Et pourtant je viens de tomber sous le charme intensément fruité, très puissant en même temps qu’infiniment doux et souple

(et d’une simplissime « évidence » musicale ! bravo !!!),

d’un CD titré « Le Berger poète » (CD Alpha 148 : « Suites et Sonates pour flûte & musette« ), par Les Musiciens de Saint-Julien, que dirige, de la flûte traversière et de la musette, le très talentueux et merveilleusement inspiré François Lazarevitch ;

l’article qui vient

venant comme prendre une place de choix au sein de cette série d’articles sur de très beaux CDs de musique de « goût », plus encore que de « style« , si je puis dire, « français« …

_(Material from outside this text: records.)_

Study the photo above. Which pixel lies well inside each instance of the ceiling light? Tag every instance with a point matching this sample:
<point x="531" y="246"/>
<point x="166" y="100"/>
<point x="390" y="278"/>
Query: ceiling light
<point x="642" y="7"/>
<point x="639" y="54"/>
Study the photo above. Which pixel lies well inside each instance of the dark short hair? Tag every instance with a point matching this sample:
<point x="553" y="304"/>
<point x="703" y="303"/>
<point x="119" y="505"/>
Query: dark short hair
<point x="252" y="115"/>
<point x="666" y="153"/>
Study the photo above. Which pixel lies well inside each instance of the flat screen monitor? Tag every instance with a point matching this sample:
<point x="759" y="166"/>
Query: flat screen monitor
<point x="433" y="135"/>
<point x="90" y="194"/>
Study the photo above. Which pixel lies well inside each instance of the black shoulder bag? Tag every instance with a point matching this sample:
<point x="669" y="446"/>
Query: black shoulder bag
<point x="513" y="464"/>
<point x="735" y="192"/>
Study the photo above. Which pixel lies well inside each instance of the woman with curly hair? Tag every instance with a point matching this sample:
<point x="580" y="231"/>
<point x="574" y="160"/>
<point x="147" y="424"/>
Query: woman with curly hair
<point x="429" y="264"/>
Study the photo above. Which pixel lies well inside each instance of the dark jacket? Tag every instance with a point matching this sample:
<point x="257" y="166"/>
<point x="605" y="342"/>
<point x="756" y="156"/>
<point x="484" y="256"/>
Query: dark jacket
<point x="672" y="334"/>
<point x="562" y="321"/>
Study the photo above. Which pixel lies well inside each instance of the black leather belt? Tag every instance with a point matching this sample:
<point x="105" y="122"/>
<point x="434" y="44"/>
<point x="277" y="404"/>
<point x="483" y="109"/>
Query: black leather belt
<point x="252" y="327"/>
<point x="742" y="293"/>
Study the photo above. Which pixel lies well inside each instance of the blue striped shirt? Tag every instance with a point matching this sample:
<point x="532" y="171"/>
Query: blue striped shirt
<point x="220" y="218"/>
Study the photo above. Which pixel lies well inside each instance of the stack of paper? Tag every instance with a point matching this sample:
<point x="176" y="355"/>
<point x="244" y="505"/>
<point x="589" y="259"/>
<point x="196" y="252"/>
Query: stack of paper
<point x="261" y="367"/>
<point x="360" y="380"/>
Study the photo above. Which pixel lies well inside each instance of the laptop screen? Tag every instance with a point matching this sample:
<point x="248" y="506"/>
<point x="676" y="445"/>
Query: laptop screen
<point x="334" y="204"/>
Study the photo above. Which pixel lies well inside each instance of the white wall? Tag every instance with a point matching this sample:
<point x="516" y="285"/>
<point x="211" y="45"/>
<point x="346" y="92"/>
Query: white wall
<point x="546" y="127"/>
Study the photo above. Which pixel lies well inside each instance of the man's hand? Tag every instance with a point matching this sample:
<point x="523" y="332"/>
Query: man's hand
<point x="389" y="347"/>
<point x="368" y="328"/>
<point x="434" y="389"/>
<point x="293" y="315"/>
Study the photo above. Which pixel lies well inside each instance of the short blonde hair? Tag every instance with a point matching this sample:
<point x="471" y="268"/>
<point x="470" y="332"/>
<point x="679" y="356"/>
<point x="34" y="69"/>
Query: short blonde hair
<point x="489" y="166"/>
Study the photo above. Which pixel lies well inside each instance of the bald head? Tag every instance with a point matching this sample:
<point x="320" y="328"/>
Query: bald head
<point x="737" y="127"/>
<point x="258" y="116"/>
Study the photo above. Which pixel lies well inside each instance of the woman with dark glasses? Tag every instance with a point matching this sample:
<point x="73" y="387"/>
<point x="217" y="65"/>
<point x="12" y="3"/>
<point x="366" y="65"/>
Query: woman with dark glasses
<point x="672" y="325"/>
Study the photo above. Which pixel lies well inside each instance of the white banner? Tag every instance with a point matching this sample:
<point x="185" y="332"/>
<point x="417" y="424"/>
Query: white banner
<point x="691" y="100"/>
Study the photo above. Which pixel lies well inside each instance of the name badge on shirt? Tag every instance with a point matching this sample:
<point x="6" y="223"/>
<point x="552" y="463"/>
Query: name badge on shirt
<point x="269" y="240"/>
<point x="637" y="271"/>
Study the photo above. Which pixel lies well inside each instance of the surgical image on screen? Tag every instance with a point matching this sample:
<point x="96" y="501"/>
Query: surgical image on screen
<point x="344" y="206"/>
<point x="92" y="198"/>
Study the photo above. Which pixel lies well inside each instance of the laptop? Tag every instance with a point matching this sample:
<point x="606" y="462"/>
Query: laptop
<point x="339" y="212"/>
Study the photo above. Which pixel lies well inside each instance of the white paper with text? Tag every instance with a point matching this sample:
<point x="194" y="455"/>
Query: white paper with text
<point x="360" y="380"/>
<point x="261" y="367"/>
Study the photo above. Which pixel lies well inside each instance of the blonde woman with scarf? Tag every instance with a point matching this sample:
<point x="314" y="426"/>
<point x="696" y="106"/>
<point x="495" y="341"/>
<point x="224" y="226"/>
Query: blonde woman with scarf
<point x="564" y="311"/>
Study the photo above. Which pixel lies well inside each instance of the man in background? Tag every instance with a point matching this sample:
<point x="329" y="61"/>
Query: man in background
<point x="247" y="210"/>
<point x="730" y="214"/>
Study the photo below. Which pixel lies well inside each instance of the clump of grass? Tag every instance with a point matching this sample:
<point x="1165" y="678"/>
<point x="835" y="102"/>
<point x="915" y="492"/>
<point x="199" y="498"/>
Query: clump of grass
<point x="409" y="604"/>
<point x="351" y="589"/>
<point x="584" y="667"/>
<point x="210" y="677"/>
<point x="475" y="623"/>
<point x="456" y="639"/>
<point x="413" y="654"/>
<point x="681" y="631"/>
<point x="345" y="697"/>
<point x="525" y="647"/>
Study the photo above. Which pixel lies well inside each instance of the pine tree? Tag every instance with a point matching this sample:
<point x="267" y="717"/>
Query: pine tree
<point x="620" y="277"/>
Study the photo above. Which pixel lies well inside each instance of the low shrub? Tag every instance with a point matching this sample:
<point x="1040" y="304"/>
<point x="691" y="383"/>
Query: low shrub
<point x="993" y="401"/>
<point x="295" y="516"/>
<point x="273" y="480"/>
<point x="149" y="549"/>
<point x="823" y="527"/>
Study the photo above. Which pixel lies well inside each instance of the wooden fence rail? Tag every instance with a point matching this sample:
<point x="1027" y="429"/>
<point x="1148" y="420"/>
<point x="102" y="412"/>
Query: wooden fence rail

Et avant que de citer quelques extraits du très remarquablement éloquent « argumentaire » que donne, en avant de chacun des disques des « Musiciens de Saint-Julien« , son ensemble, François Lazarevitch

_ qui n’a rien d’un vulgaire « musiqueur » distributeur de tonneaux de musique comme d’autres de bière : au baril et à l’hectolitre… _,

il me faut dire d’abord la qualité du plaisir à écouter un programme aussi magnifiquement « choisi » que parfaitement élégamment, et avec « vie« , « donné«  par les interprètes-instrumentistes des « Musiciens de Saint-Julien« , entourant et donnant la répartie à François Lazarevitch à la flûte traversière et à la musette

_ le « portail » du CD Alpha 148 donnant à bien contempler (à loisir !) en gros-plan le somptueux « détail » de la musette du « Portrait du Président Gaspard de Gueidan (1688 – 1767) en joueur de musette« , de 1735, un somptueux lui-même tableau du merveilleux Hyacinthe Rigaud

(1659 – 1743 _ un peintre  véritablement majeur du « premier XVIIIème siècle« … : une exposition « Hyacinthe Rigaud intime » va se tenir très prochainement au musée des Beaux-Arts Hyacinthe Rigaud de Perpignan, du 23 juin au 30 septembre 2009),

visible (j’ai pu l’y contempler l’été dernier) au spendide Musée Granet d’Aix-en-Provence,

qu’analyse, avec son brio de « feu d’artifices » coutumier, mon ami de Québec Denis Grenier _,

et interprètes-instrumentistes que je veux citer :

Alexis Kossenko et Philippe Allain-Dupré (ami lui aussi) à la flûte traversière, tous deux ; Matthias Loibner, à la vielle à roue ; Lucas Guimaraes Peres, à la basse de viole ; André Henrich, au théorbe, au luth et à la guitare ; et Stéphane Fuget au clavecin.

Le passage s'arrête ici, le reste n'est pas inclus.